Originally posted by: Matthias99
Originally posted by: Wreckage
Originally posted by: Matthias99
So... if they're going to have the hardware finalized in February but maybe not enough produced for the full launch until March/April, you'd rather not see information on it earlier if possible? Or you'd like them to "launch" the card in February but without adequate supply, so that they go OOS everywhere for weeks/months?
Of course, if they put out "review samples" and promise a launch soon after that doesn't materialize, that's a problem. Both ATI and NVIDIA have pulled that one before.
Launch it and have product on the shelf that day, just like the G80. That's what I want to see. Reviews of a retail product that is actually for sale. Anything else is just paper and useless to the consumer. They can't get their product out on time so they do a "preview" to try and stall sales of the competing card......that's just lame.
Assume for a second that we live in reality and they will know what the final specs/performance are a few months before they have ramped up production enough to do a full retail launch. So what you're saying is if your choice is "launch and lift NDA in March/April" or "show card to reviewers and lift NDA in February, launch in March/April", you'd choose the former (as a consumer)? Interesting.

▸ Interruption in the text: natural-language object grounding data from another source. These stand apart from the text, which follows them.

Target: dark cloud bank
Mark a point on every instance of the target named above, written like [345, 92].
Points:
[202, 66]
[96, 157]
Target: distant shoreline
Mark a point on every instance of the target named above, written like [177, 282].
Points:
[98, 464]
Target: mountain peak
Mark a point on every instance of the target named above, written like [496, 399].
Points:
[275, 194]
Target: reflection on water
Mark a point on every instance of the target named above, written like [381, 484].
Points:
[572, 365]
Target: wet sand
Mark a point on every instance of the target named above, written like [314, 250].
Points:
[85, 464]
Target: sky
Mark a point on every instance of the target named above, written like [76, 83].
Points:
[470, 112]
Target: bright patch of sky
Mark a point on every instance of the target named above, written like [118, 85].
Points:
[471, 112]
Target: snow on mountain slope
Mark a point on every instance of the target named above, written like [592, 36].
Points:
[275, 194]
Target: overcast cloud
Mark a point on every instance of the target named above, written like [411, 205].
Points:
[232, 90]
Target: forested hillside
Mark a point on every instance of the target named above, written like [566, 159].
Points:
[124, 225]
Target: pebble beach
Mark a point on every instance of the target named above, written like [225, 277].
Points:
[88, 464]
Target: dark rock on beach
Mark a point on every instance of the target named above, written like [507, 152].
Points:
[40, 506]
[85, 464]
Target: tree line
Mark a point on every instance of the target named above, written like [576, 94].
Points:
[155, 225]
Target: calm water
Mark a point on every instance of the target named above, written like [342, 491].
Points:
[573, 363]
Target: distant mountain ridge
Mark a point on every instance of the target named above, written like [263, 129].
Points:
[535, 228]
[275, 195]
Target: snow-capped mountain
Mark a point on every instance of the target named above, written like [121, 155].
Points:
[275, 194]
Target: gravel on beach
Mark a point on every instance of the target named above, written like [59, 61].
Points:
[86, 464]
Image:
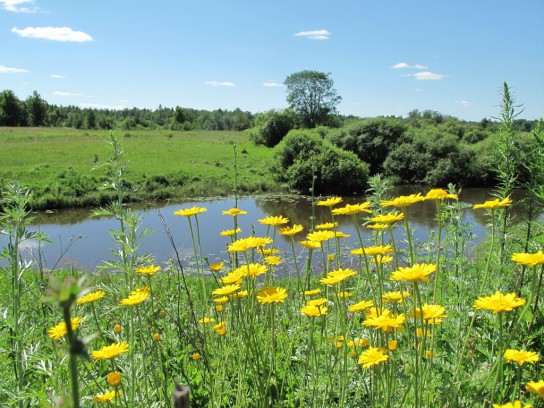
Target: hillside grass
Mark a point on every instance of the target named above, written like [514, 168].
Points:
[57, 164]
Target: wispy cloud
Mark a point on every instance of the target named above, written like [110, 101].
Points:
[314, 34]
[62, 93]
[19, 6]
[273, 84]
[216, 83]
[11, 70]
[464, 104]
[428, 76]
[63, 34]
[402, 65]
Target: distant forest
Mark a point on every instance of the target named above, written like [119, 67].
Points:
[35, 111]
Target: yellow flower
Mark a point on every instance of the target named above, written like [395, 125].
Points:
[91, 297]
[188, 212]
[414, 273]
[536, 387]
[317, 302]
[314, 311]
[373, 250]
[107, 397]
[386, 321]
[272, 260]
[499, 302]
[377, 226]
[439, 194]
[529, 259]
[393, 297]
[521, 356]
[360, 306]
[253, 270]
[240, 245]
[350, 209]
[310, 244]
[136, 297]
[148, 270]
[239, 295]
[58, 331]
[515, 404]
[234, 211]
[329, 202]
[290, 231]
[220, 328]
[388, 218]
[358, 343]
[216, 267]
[271, 295]
[494, 204]
[327, 225]
[320, 236]
[233, 277]
[111, 351]
[337, 276]
[311, 292]
[114, 378]
[274, 220]
[431, 314]
[392, 345]
[230, 233]
[372, 356]
[403, 201]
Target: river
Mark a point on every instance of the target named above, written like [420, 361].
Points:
[84, 242]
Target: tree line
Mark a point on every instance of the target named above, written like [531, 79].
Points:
[36, 111]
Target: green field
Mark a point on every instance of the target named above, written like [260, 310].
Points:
[57, 163]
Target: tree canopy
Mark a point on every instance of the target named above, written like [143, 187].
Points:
[312, 95]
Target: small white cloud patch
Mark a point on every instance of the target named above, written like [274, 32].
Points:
[11, 70]
[63, 34]
[217, 83]
[314, 34]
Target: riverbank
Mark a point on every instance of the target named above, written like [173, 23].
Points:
[62, 167]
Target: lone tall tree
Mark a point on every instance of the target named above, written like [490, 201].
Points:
[312, 96]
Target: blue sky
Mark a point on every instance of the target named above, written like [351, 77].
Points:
[386, 57]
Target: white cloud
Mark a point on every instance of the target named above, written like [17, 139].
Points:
[273, 84]
[464, 104]
[17, 6]
[62, 93]
[11, 70]
[428, 76]
[314, 34]
[216, 83]
[64, 34]
[402, 65]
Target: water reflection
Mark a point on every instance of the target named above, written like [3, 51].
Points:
[85, 242]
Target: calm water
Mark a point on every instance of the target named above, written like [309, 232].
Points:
[85, 242]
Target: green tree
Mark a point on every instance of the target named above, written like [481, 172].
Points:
[312, 95]
[37, 110]
[11, 109]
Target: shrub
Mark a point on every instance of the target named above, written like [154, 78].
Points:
[304, 155]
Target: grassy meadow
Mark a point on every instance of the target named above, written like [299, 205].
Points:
[56, 164]
[393, 323]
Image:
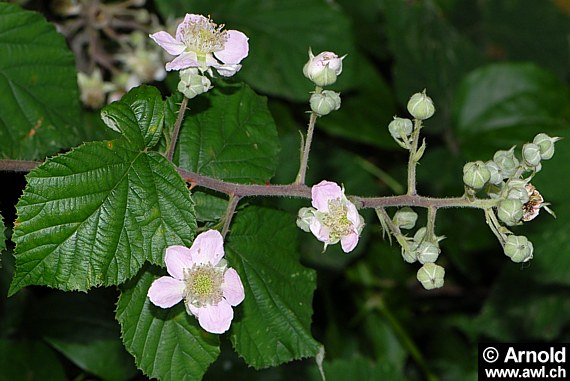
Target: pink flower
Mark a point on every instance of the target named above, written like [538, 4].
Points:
[200, 277]
[201, 43]
[333, 217]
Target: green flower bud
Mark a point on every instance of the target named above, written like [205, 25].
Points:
[546, 145]
[495, 172]
[431, 276]
[405, 218]
[192, 83]
[531, 154]
[325, 102]
[420, 106]
[507, 162]
[518, 248]
[400, 128]
[427, 252]
[510, 211]
[409, 254]
[476, 174]
[304, 218]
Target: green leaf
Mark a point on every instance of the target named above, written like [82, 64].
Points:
[281, 33]
[29, 360]
[39, 103]
[500, 105]
[82, 327]
[274, 326]
[94, 215]
[167, 344]
[228, 134]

Presumably, if the new hardware is actually better than the competing hardware, it would be better for consumers to have price/performance numbers on it, and potentially not purchase an inferior 'competing' card when they would rather wait for the upcoming one (or at least be able to make an informed decision). If it's equal or worse, they would not potentially wait for months for hardware that may not live up to expectations.
I can't see how having the information available earlier -- assuming the information is accurate and the promised launch date is actually met -- is a bad thing for consumers. The incentive to "preview" things early to hurt competitive products' sales is not as strong as you think it is, since you will also cannibalize sales of your current product line if your next-generation one looks vastly superior.